212 lines (155 loc) · 14.8 KB

Matmul

Matmul is an operator class that performs matrix multiplication, supporting various optimizations and quantization strategies.

MatmulConfig:

MatmulConfig is a configuration class for the Matmul operator, specifying the matrix multiplication operation's parameters and behaviors.

Parameters:

  • M (Union[int, Tuple[int]]): The size of the first dimension of the matrix A, or a range of sizes if dynamic shape support is needed. Can be an integer or a tuple representing the dynamic range.
    • If int, the bitblas matmul will generate a static shape kernel, which can only be used for the input shape of the specified value.
    • If List[int], the bitblas matmul will generate a dynamic shape kernel, which can be used for the input shape of the specified values. While the input shape represents the target optimized range.
    • If None, the bitblas matmul will use a default value [1, 16, 32, 64, 128, 256, 512, 1024].
  • N (int): The size of the second dimension of matrix W and the output matrix.
  • K (int): The common dimension of matrices A and W.
  • A_dtype (str, default='float16'): The data type of matrix A.
    • Choices: 'float16', 'int8'.
  • W_dtype (str, optional): Data type of the weights. Default: 'float16'.
    • Choices: 'float16', 'int8', 'int4', 'int2', 'int1', 'uint4','uint2', 'uint1', 'fp4_e2m1', 'nf4'.
    • The Range of the INT Format:
      • 'int4': [-8, 7]
      • 'int2': [-2, 1]
      • 'int1': -1 and 1
  • accum_dtype (str, default='float16'): The data type used for accumulation during the matrix multiplication.
    • Choices: 'float16', 'int32'.
  • out_dtype (str, default='float16'): The data type of the output matrix.
    • Choices: 'float32', 'float16', 'int8', 'int32'.
  • layout (Literal['nn', 'nt', 'tn', 'tt'], default='nt'): The layout of the matrix multiplication operation. The matrix is stored in row-major.
    • 'nn': Both matrices are non-transposed.
    • 'nt': Matrix A is non-transposed, and matrix W is transposed.
  • with_bias (bool, default=False): Indicates whether a bias vector is added to the output.
  • group_size (int, default=-1): The group size for quantization, -1 indicates no grouping.
  • with_scaling (bool, default=False): Indicates whether scaling is applied during quantization.
  • with_zeros (bool, default=False): Indicates whether zero optimization is applied.
  • zeros_mode (Literal['original', 'rescale', 'quantized'], default='original'): The mode of zero optimization.
    • Choices: None, 'original', 'rescale', 'quantized'.
      • 'original': Subtract zero-point before scaling. Formula: target = (dequantize_weight - zero_point) * scale. where zero_point has the same datatype with scale.
      • 'rescale': Apply scale factor directly to dequantized weight and then subtract zero-point. Formula: target = dequantize_weight * scale - zero_point.
      • 'quantized': Apply zero-point adjustment after dequantization and additional dequantization of zero values. Formula: target = (dequantize_weight - dequantize_qzeros) * scale, where dequantize_zeros represents the dequantized representation of zero values, which can be adapted to qzeros params.

Initialization:

Matmul(config: MatmulConfig)
  • config (MatmulConfig): The configuration for the matrix multiplication operation.

Methods:

forward(A, W, scale=None, seros=None, bias=None, output=None) -> Any

Performs the matrix multiplication operation with the given input tensors and optional scaling, zeros, and bias.

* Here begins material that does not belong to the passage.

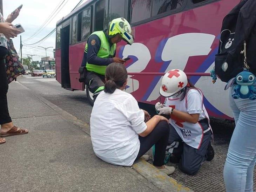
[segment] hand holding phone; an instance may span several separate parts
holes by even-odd
[[[19,6],[19,7],[18,7],[14,11],[13,11],[12,12],[12,14],[14,14],[14,13],[15,13],[15,12],[16,11],[16,10],[17,9],[18,9],[19,11],[20,9],[21,9],[21,8],[22,8],[22,6],[23,6],[23,5],[22,5],[22,4],[21,5],[20,5],[20,6]]]
[[[17,34],[17,35],[21,33],[23,33],[23,32],[25,32],[25,30],[22,27],[21,25],[20,24],[16,25],[14,25],[13,27],[13,28],[18,29],[19,31],[19,32],[18,32],[18,33],[16,33],[16,34]]]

  • A (Tensor): The input tensor A.
  • W (Tensor): The input tensor W.
  • scale (Optional[Tensor], default=None): The scaling tensor.
  • zeros (Optional[Tensor], default=None): The zeros tensor.
  • bias (Optional[Tensor], default=None): The bias tensor.
  • output (Optional[Tensor], default=None): The pre-allocated output tensor.

transform_weight(weight, scale=None, zeros=None, bias=None)

Transforms the given weight tensor based on the specified quantization parameters.

  • weight (Tensor): The input weight tensor to be transformed.
  • scale (Optional[Tensor], default=None): Scaling factor for the weight tensor.
  • zeros (Optional[Tensor], default=None): Zero-point adjustment for the weight tensor.
  • bias (Optional[Tensor], default=None): Bias to be added to the weight tensor.

__call__(*args: Any) -> Any

Allows the object to be called like a function, forwarding the call to the forward method.

Properties:

  • M, N, K, A_dtype, W_dtype, out_dtype, accum_dtype, storage_dtype, with_scaling, with_zeros, group_size, fast_decoding, with_bias, layout, zeros_mode: These properties correspond to the parameters defined in MatmulConfig, providing easy access to the configuration details.

FlashAtten

FlashAtten is an operator class that performs multi-heads attention process of Transformers in flash attention optimization $Out = Softmax(Q \times K^T / \sqrt {dim}) \times V$.

FlashAttenConfig:

FlashAttenConfig is a configuration class for the FlashAtten operator, specifying the flash attention operation's parameters and behaviors.

Parameters:

  • batch (int): The batch size of multi-head attention.
  • heads (int): The head number of Q, K and V (current only support they have same heads).
  • seq_len (int): The sequence length.
  • dim (int): The hidden dimension of the attention operation.
  • Q_dtype (str, default='float16'): The data type of Q.
    • Choices: float16.
  • K_dtype (str, default='float16'): The data type of K.
    • Choices: float16.
  • V_dtype (str, default='float16'): The data type of V.
    • Choices: float16.
  • Accu_dtype (str, default='float32'): The data type used for accumulation.
    • Choices: float32.
  • Out_dtype (str, default='float16'): The data type of Output.
    • Choices: float16.
  • layout (Literal['nnn', 'ntn'], default='nnn'): The layout of the flash attention input.
    • 'nnn': Q, K, and V have the same layout as $[batch, seq_len, heads, dim]$.
    • 'ntn': Q and V have layout as above, while K has layout of $[batch, dim, heads, seq_len]$.
  • is_causal (bool, default=False): Indicates whether a causal mask is added to the flash attention process.

Initialization:

FlashAtten(config: FlashAttenConfig)
  • config (FlashAttenConfig): The configuration for the flash attention operation.

Methods:

forward(Q, K, V, output=None) -> Any

Performs the flash attention with given input tensors.

  • Q (Tensor): The input tensor Q.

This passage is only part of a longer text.